Una noche oscura y serena, viajé con mis hijos a San Cristóbal, un pequeño pueblo a pocos minutos de aquí, donde mi infancia y adolescencia quedaron atrapadas en el tiempo. La razón de nuestro viaje fue la fiesta patronal, un evento que atraía a muchos, pero que yo había evitado por años. Mi esposa, con su dulce insistencia, me convenció de llevar a los niños, a pesar de la sombra que siempre había caído sobre mis recuerdos de aquel lugar.
Al regresar, mientras arropaba a mis hijos, uno de ellos, con la voz tenue del sueño, me dijo: "Papá, algunos niños me dijeron que antes, allí, se veía a un lobizón. Dicen que vagaba por los campos y caminos en noches de luna llena."
Le sonreí, con esa mezcla de ternura y escepticismo que solo los padres conocen. "Son cuentos de pueblo", le respondí, intentando disipar sus miedos infantiles.
"Uno de los niños dijo que su abuela lo vio en persona... que lo tuvo frente a ella y le echó un 'bendito'."
Mi sonrisa se tornó irónica. "Siempre hay alguien que asegura haber visto algo. Pero tranquilo, hijo, los lobizones no existen."
Aunque nací en la ciudad, mis primeros años fueron en ese pueblo. Era un rincón donde los ecos de la campiña friulana parecían haber sido trasplantados, con sus tradiciones y sus historias. Las leyendas, cargadas de misterio, fluían entre las calles como la bruma en las madrugadas. Los niños las repetían en las noches frías, cuando el viento susurraba secretos al oído.
Una historia destacaba entre todas. La de don Paduán, un hombre del que decían trataba con el mismo demonio. Se rumoreaba que en noches de luna llena, se transformaba en una bestia colosal, corriendo desquiciado bajo la luz pálida, sus narices echando humo y fuego. Siempre había un pariente de un pariente que juraba haberlo visto.
El tiempo pasó, y con él mi infancia se desvaneció como un suspiro en la noche. Mi juventud llegó con la promesa de nuevos descubrimientos, pero también con una soledad que abrazaba como un manto de sombras. Fue en esos años cuando experimenté mi primer viaje astral. Me vi a mí mismo corriendo entre los árboles, con la luna llena observándome desde arriba, tan vívida que podía sentir su fría luz acariciando mi piel.
Días después, en un viaje a la granja, reconocí el lugar de mi sueño. Los árboles, las ramas, todo estaba allí, tal y como lo había visto en mi visión. La fascinación me invadió. ¿Cómo era posible que hubiera estado allí antes... en sueños?
Así comenzó mi ritual. Cada noche de luna llena, volvía a ese lugar. La luna me esperaba, siempre igual, siempre distinta.

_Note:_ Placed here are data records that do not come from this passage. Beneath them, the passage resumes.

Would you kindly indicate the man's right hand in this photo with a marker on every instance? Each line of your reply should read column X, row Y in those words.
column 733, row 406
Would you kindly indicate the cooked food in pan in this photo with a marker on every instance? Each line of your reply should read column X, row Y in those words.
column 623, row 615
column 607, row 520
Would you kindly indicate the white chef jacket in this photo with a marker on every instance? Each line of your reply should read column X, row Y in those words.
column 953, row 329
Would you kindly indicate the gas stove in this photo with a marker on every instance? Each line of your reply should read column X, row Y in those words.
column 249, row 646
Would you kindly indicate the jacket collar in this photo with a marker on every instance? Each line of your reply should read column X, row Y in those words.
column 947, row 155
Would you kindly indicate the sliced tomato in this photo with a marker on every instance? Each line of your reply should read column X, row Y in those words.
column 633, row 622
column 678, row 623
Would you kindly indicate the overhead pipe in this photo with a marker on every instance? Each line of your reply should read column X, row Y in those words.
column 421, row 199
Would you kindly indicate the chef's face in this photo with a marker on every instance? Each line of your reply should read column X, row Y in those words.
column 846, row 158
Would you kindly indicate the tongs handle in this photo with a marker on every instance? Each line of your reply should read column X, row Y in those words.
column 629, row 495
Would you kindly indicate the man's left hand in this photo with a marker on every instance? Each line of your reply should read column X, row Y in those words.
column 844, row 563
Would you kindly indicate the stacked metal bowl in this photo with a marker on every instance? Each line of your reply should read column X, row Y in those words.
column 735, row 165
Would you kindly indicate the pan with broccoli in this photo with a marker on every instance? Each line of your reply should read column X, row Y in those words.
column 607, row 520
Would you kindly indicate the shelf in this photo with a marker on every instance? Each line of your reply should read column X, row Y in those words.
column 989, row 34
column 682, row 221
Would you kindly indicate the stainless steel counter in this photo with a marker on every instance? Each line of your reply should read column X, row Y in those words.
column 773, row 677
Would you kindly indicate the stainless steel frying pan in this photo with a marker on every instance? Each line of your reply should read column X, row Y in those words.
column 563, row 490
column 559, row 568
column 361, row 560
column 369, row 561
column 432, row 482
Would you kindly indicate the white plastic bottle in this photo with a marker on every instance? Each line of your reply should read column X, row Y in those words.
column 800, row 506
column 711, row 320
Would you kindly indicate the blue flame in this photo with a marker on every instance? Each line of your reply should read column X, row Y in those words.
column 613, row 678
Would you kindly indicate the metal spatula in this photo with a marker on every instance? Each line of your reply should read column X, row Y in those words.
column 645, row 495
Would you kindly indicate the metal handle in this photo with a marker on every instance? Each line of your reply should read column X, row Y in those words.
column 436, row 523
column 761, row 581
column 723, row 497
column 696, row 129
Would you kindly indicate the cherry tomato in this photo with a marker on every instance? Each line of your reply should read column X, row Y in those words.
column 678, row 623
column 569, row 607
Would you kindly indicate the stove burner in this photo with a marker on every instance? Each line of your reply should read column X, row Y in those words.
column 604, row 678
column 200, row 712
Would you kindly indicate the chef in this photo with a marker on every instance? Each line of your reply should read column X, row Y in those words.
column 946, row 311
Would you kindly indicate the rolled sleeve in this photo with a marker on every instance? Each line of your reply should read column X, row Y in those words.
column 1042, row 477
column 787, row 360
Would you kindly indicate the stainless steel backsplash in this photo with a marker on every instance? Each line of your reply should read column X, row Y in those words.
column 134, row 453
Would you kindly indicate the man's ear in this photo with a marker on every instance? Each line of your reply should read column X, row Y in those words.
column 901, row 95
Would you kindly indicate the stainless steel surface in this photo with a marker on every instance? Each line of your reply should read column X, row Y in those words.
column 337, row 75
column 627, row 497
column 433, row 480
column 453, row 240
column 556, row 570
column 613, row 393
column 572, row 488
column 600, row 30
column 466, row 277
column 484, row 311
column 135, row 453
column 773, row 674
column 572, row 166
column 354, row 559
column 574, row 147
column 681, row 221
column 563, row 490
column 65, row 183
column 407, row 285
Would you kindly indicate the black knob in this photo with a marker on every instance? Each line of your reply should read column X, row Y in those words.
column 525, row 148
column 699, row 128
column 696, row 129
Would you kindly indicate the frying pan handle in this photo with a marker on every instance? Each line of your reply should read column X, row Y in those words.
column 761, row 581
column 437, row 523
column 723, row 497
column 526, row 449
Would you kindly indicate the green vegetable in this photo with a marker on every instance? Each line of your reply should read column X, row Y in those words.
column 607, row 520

Corríamos juntos por los campos, bajo su luz mágica que transformaba el paisaje en un reino de sombras y plata. Era un juego eterno, un baile entre lo real y lo onírico, entre el deseo y la locura.
El tiempo pasó, y mi obsesión creció. Ya no quería regresar al pueblo, prefería quedarme allí, bajo el hechizo de la luna. Sentía que su luz me invadía, que corría por mis venas. En una de esas noches, mientras regresaba a casa, la velocidad me dominó. Saltaba los cercos como un animal enloquecido, mi respiración se volvió un resuello, y mi cuerpo parecía estallar en energía.
Al llegar a casa, vi a mi vecina afuera. Su rostro se deformó en una mueca de horror al verme. Se santiguaba una y otra vez, como si quisiera alejar algún mal. No entendí lo que veía en mí, pero el miedo se apoderó de ambos.
Después de esa noche, dejé de buscar a la luna. Nos mudamos a la ciudad, y los campos quedaron atrás, junto con mis noches de locura. Sin embargo, cada vez que miro al cielo y veo su luz pálida, recuerdo aquellos tiempos.
Esa noche, volví al lado de mi hijo, ya dormido, y le susurré al oído: "No sé si existen los lobizones, pero sé que existen hombres enamorados de la luna."